My question is to Jones is: who is he to decide how one lives his/her life in order to be the "most involved, missional societal participant"?  Does becoming  a "most involved societal participant" mean a child's individual educational needs are secondary to the collective society?  Does such a contract require parents enroll their children in a public school?  Really?  Is he serious?  If your child is not learning in a school or the education is not appropriate for your child, does that mean your child needs to stay because of a "societal and/or missional contract"?

Autenreith writes:

Here is my immediate reaction to that argument:  Jones is saying that my children belong to the state just as much as my taxes do.  I’ll avoid my usual tendency toward florid language and just say that I reject that idea.  I reject it with all of my heart, soul, mind and strength.  I also reject the idea that homeschoolers are opting out of anything except one educational option.  Many homeschoolers (most?) are involved in the world, engaged in extracurricular activities, and serving their communities in a variety of ways.

 (Jones stating) that home schooling is not "missional," that Christian home schoolers are not being 'salt and light" has been around for a long time.
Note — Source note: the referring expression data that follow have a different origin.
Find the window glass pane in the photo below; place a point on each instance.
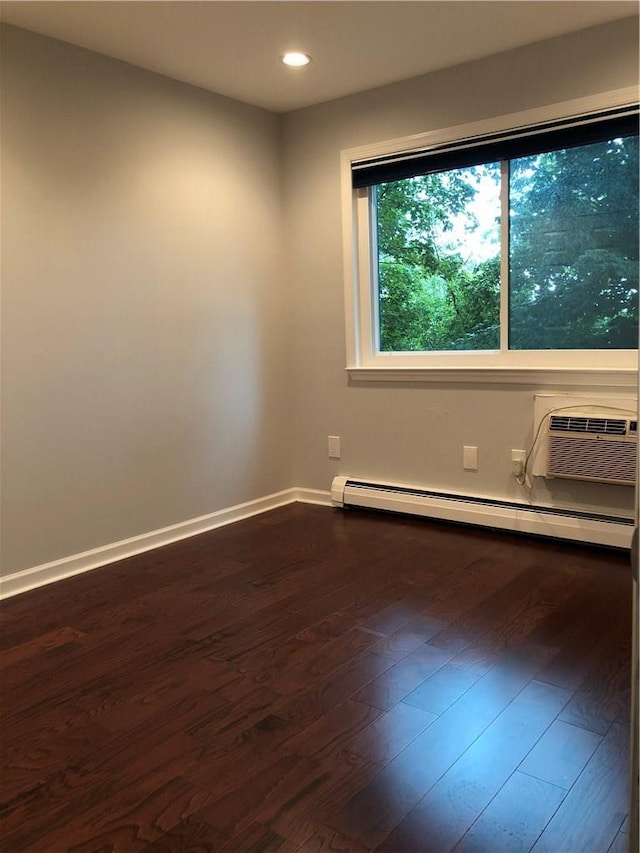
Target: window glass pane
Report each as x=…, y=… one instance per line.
x=574, y=248
x=439, y=261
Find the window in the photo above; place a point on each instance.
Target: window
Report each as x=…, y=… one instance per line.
x=509, y=249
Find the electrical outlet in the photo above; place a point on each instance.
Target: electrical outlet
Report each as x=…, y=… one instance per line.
x=518, y=460
x=470, y=458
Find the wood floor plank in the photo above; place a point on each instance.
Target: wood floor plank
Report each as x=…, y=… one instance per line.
x=402, y=678
x=449, y=809
x=372, y=814
x=277, y=684
x=515, y=817
x=441, y=689
x=561, y=754
x=390, y=733
x=605, y=693
x=595, y=807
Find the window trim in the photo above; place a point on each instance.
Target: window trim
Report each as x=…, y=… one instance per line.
x=557, y=367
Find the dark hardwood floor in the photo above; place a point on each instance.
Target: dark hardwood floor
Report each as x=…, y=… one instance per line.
x=318, y=680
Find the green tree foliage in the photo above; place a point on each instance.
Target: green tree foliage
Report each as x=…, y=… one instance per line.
x=574, y=248
x=573, y=256
x=432, y=298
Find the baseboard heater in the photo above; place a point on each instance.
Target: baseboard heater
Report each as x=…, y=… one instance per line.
x=577, y=525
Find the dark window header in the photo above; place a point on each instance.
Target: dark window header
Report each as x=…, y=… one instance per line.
x=520, y=142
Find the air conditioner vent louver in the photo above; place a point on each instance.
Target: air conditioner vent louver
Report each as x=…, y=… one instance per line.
x=581, y=446
x=606, y=461
x=602, y=426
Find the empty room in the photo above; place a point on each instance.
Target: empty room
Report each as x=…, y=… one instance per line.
x=319, y=426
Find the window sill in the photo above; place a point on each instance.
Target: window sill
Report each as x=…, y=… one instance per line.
x=556, y=377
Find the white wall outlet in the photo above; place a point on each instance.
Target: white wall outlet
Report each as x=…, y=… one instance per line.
x=334, y=447
x=470, y=458
x=518, y=459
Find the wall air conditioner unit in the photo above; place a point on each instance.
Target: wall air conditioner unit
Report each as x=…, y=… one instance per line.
x=584, y=446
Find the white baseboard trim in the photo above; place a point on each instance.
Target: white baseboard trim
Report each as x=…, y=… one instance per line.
x=76, y=564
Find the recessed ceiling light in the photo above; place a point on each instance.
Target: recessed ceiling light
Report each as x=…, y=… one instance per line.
x=296, y=60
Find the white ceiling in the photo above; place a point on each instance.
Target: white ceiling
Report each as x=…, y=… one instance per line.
x=233, y=48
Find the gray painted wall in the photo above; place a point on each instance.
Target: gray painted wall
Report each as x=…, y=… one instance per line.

Sometimes it's framed without the religious lingo. In that case, home schooling is seen as undemocratic, elitist, a violation of the 'social contract." To not participate in public education tears at the fabric of our country.

If this is true -  if Tony is right that the public schools have as strong a claim on  my children as the public coffers have on my tax dollars – maybe the DNC video was right: maybe we all “belong” to the government.  The social contract is more than just an agreement between peers, after all.  It’s the exchange of certain rights for services or protections.  Maybe my children’s educational freedom is a price I pay for being an American citizen. Well, you already know I don’t believe that, but Tony Jones seems to be arguing toward that end.  I think he has a narrow and cramped vision of how we serve as salt and light in society, a view that is less Kingdom of God than civic idolatry. 

What do you think?  What is our moral obligation to society when it comes to educating our children?  Must a “compassionate” Christian have their children enrolled in public school?

Or, phrased in a secular manner,  must a "democratic" citizen have his/her children enrolled in public school because of a "societal contract" decided by folks like Tony Jones?

Read Autenreith's entire article here. 

1 comment:

  1. I find Mr. Jones argument... silly. I grew up a homeschooled child until HighSchool and it was while being HomeSchooled I founded the roots for my Christian identity/beliefs. As children of God we all belong to God. He leaves it up to the parents to how they can best minister to their children (either at home or other venues/situations). If Mr. Jones feels he is lead to put his children in publica school thats good for him. God works in many different ways and many different venues though.